Crawl Pages
The Crawl Pages action loops through the pages of a web site. In effect, it crawls the web site one web page at a time. Hence, the first iteration crawls the first page, the second iteration crawls the second page, and so on.
The Crawl Pages action accepts a loaded page as part of the input, such as the start page of the web site. The output contains the next crawled web page.
Properties
The Crawl Pages action can be configured using the following properties:
Basic Tab
- Crawling Strategy
-
This property specifies the strategy (i.e. method) of crawling. The Breadth First crawling strategy crawls a web site in order to minimize the page depth. The Depth First crawling strategy crawls a web site in order to maximize the page depth.
- Maximum Depth
-
This property specifies the maximum depth of a page. The depth of a page is its distance from the first page measured in number of clicks and/or number of items that the mouse must be moved over (e.g. in a popup menu). The depth of the first page is zero. If a page exceeds the maximum depth, then it will not be crawled.
- Ignore Pages with Errors
-
This property specifies whether pages with errors are skipped silently. Note that an error is only generated if this property is unchecked, and if the general options of the action do not specify that the particular type of error (e.g. JavaScript error or load error) should be ignored.
- Options
-
The robot's options can be overridden with the step's own options. An option that is marked with an asterisk in the Options Dialog will override the one from the robot's configuration. All other options will be the same as specified for the robot.
Crawling Tab
- Crawl these Windows
-
These properties specify which windows are crawled.
The starting point of the crawling is the current window and - if the Frames property is checked - its frames. Other top-level windows present at the start will only be crawled if the Popup Windows property is checked, and not until new pages have been loaded into them.
- Frames
-
This property specifies whether frames are crawled.
- Popup Windows
-
This property specifies whether popup windows are crawled. Popup windows are defined as top-level windows other than the window that was current window at the start of the crawling.
- Click these Tags
-
These properties specify the HTML tags that the Crawl Pages action should attempt to click.
- Links
-
Hyper links (A tags).
- Buttons
-
Tags with input type="button", input type="submit" and input type="image" tags.
- Image Maps
-
Images with client side image maps. Note that the image tag itself must be within the crawled area of the page, while the map need not.
- Other Clickable Tags
-
Tags with JavaScript onClick event handlers.
- Other
-
- Automatically Handle Popup Menus
-
This property specifies whether to automatically include popup menus in the crawled area of the page. It only takes effect if a partial area of the page has been selected for crawling, either by setting up one or more tag finders for the first page or - for subsequent pages - by making a Crawling Rule with a Crawl Selected Parts of Page definition.
- Move Mouse Over Tags
-
This property specifies whether the mouse should be moved over tags that support the relevant JavaScript event handlers (onMouseOver, onMouseEnter or onMouseMove). This is typically necessary for popup menus.
Rules Tab
The first page is handled specially: Whether it's output is determined by the Output the Input Page property on the Output tab. If only a particular area of the first page should be crawled, the area(s) are selected using tag finders on the Crawl Pages step.

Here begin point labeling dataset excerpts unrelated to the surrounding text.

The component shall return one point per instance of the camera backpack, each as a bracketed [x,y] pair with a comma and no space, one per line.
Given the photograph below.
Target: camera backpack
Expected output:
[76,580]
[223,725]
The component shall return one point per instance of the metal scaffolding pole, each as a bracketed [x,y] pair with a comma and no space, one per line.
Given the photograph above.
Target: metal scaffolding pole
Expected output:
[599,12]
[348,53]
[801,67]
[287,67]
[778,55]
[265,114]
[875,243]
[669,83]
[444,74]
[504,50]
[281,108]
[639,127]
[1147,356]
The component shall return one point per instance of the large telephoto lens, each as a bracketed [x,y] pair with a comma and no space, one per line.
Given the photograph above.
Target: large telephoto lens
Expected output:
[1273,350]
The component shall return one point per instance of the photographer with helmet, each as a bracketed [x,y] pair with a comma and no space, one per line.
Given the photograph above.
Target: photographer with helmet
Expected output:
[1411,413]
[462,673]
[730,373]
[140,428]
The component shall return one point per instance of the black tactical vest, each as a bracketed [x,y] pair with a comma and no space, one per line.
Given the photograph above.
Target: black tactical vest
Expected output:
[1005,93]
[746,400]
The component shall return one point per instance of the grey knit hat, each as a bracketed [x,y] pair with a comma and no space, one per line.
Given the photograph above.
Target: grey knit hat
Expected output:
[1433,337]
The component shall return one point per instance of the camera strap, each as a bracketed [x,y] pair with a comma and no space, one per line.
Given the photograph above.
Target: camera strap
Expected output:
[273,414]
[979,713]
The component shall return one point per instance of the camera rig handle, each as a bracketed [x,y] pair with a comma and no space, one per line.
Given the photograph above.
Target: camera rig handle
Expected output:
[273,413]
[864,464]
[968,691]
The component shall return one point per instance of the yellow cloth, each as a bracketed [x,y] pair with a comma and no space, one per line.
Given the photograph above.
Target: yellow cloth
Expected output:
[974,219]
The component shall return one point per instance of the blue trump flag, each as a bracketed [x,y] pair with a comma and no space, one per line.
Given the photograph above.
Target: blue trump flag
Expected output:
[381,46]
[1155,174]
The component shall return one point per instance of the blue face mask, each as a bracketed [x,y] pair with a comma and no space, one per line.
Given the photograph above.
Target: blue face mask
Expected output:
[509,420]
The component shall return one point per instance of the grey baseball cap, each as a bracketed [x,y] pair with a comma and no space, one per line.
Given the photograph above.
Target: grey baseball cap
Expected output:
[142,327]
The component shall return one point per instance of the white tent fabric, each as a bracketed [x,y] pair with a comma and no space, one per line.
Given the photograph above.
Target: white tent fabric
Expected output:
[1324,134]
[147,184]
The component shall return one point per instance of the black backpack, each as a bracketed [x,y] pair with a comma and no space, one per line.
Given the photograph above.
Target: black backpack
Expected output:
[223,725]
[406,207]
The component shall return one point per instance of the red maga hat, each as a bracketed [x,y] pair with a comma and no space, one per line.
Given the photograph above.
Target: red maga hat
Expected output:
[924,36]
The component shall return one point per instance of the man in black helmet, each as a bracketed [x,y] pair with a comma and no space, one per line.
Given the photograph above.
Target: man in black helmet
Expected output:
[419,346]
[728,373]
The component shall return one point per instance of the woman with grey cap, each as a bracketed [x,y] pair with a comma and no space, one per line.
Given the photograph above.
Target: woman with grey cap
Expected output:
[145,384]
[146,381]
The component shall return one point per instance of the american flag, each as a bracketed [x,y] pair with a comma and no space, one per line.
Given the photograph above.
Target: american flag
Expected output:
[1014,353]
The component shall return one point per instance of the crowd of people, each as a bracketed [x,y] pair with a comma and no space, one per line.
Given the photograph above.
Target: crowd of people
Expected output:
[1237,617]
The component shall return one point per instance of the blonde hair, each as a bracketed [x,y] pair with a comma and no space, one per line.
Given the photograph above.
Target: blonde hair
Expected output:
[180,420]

For pages other than the first page, crawling rules can be set up.
- Crawling Rules
-
Each crawling rule has the following properties:
- Apply to these Pages
-
This property specifies a condition on the URLs of the pages to which this rule applies.
- How to Crawl
-
This property specifies how the page should be crawled.
- Crawl Entire Page
-
The entire page should be crawled.
- Crawl Selected Parts of Page
-
Only parts of the page should be crawled. The included and excluded areas of the page are specified using tag finders, which can be advantageously copied from a step. If no included areas are specified, the entire page - except the specified excluded areas - is crawled.
- Do Not Crawl
-
None of the page(s) should be crawled.
- Output the Page
-
This property specifies whether the page should be output.
- Rule Description
-
Here, you may specify a custom description of the crawling rule. This description will be shown in the list of crawling rules.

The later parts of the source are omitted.